Blumenthal is helped a great deal by the fact that he appears to have simply been in the right place at the right time. Never once did I get the impression that he ever angled for such a central rol. He simply happened to be one man who went through the heart of the storm.

Given the enormous importance of his experiences, as well as the brutal and dishonorable treatment of his peers by some very unstable and unremorseful people, it's obvious Blumenthal has a deep need to retell, finally, what happened. Given his reasoned, intelligent, generous, and eloquent style, this book will be a prmanent record, and will stay with you.

Rating: 5 stars
Summary: If you're not angry, you're not paying attention
Review: Sidney Blumenthal's book plainly details the Neocon agenda to discredit Bill Clinton. I was a casual follower of politics during most of the Clinton administration, and though I generally supported Clinton, I was exasperated at his seeming "nose for scandal". My eyes have been opened since then, and The Clinton Wars impressed me with its encyclopaedic recitation of the smears of that era.
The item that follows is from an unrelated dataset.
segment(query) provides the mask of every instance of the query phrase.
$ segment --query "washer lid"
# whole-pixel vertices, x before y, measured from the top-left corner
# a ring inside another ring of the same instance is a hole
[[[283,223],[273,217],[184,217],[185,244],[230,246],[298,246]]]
His story of his depositions before the independent counsel in the "Whitewater" affair is especially illustrative of the pathological hate that the right has for Clinton.

Do you believe the world is better now than it was in November 2000 when democracy was stolen? If you do, then you're really too ignorant to understand this book. If you have a brain, and wish to give President Clinton a fair shake, warts and all, read this book to gain insight.